Ya akhir-akhir ini emosiku memang suka naik turun nggak jelas. Beberapa bulan terakhir sudah berapa orang yang saya marahi, dan saya ambegi gara-gara emosi tidak menentu. Meskipun untuk kasus yang terakhir, teman-temanku mengatakan wajar kalo saya mengatainya “kampret” sebab dia sendiri telah bertindak kurang ajar ada saya. But hey, meskipun dia salah, tak seharusnya juga saya lepas control.

Sumpah saya menyesal pernah mengatainya “kampret”. Mungkin penyesalaannya bukan karena saya telah mengatainya itu, tetapi lebih kepada kenapa saya bisa lepas control. Bagi orang yang hanya mengenal saya dari luarnya, mungkin menganggap saya biasa mengatakan hal-hal jorok pada orang-orang, tapi saya sama sekali tidak pernah melakukannya, kecuali sekali itu. Dan itu pun sungguh saya sesali. (Eh kalo diinget-inget pernah deng, mengatai orang “kampret” but I don’t regret that, coz he deserve to get that :p)
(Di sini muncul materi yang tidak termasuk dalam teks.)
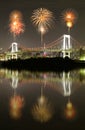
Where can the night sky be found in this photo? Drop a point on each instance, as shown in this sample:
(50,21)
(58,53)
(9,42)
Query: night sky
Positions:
(31,37)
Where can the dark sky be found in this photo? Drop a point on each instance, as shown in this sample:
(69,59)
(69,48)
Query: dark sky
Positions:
(31,37)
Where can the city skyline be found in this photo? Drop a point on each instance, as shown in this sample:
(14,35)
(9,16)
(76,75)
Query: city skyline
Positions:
(31,37)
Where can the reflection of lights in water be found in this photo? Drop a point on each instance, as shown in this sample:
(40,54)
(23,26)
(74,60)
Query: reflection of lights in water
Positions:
(16,104)
(70,111)
(42,111)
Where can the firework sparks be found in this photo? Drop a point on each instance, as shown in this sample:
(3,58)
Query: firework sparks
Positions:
(69,17)
(42,18)
(16,25)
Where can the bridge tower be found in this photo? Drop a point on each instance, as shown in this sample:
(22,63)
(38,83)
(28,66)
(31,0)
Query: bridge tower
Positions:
(66,46)
(67,83)
(14,50)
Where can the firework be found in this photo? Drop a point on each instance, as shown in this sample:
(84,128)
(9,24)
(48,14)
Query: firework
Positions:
(42,18)
(69,17)
(16,24)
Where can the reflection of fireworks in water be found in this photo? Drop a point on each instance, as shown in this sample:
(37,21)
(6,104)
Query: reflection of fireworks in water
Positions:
(42,111)
(69,112)
(69,16)
(42,18)
(16,25)
(16,104)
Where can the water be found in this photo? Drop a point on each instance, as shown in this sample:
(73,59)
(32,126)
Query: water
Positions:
(42,100)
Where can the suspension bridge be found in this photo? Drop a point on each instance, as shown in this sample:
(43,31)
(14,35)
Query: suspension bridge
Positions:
(65,46)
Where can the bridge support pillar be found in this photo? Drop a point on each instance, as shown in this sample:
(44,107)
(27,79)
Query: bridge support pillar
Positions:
(66,46)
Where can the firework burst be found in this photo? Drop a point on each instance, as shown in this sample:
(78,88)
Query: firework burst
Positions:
(16,24)
(42,18)
(69,17)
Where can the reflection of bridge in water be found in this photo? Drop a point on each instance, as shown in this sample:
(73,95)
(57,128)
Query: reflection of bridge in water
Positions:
(64,83)
(62,47)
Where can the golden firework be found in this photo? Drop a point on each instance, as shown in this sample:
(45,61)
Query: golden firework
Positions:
(69,17)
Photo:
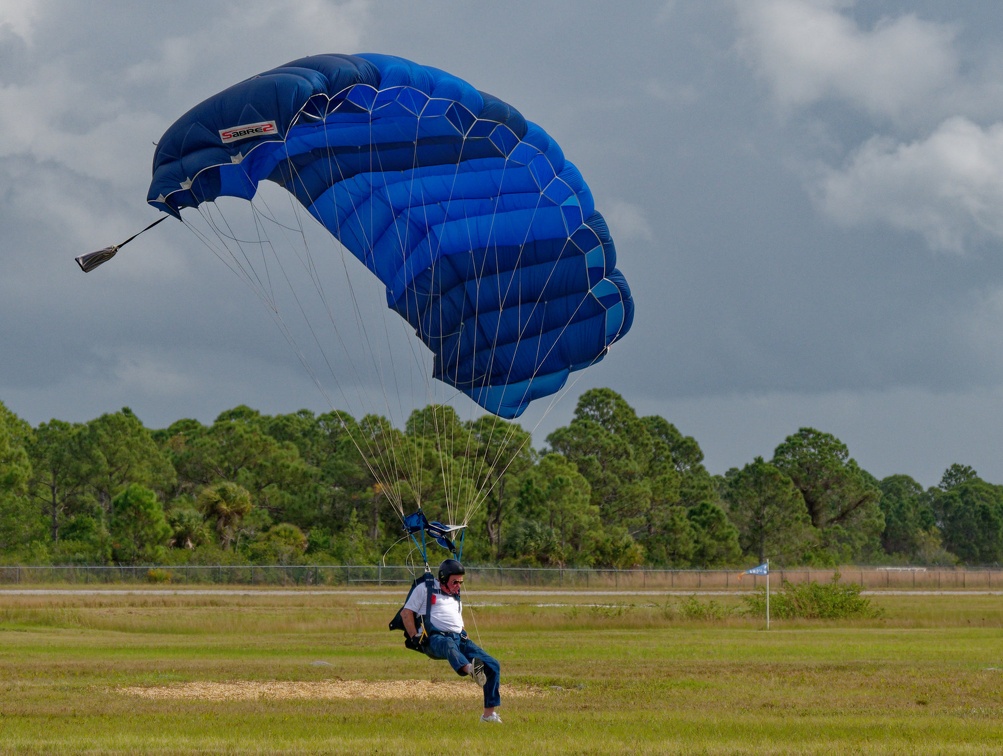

Merasa sangat menyesal dan merasa bersalah, saya pun meluapkan emsoi dengan membuat tweet “apakah di jogja ada les menejemen emsoi? Serius” dengan mention jogjaupdate. Ya, saya bilang emosi, sebab beberapa menit kemudan saya sudah lupa sudah membuat tweet itu. Entah jogjaupdate sedang tidak ada kerjaaan atau sedang sepi mention, tweet saya yang akhir-akhir ini tidak pernah di retweet, ini tumben-tumbenan diretweet. Mungkin adminnya sedang ingin membuatku jengkel waktu itu. Dan berhasil, selamat untuk admin jogjaupdate yang bikin saya senwen waktu itu.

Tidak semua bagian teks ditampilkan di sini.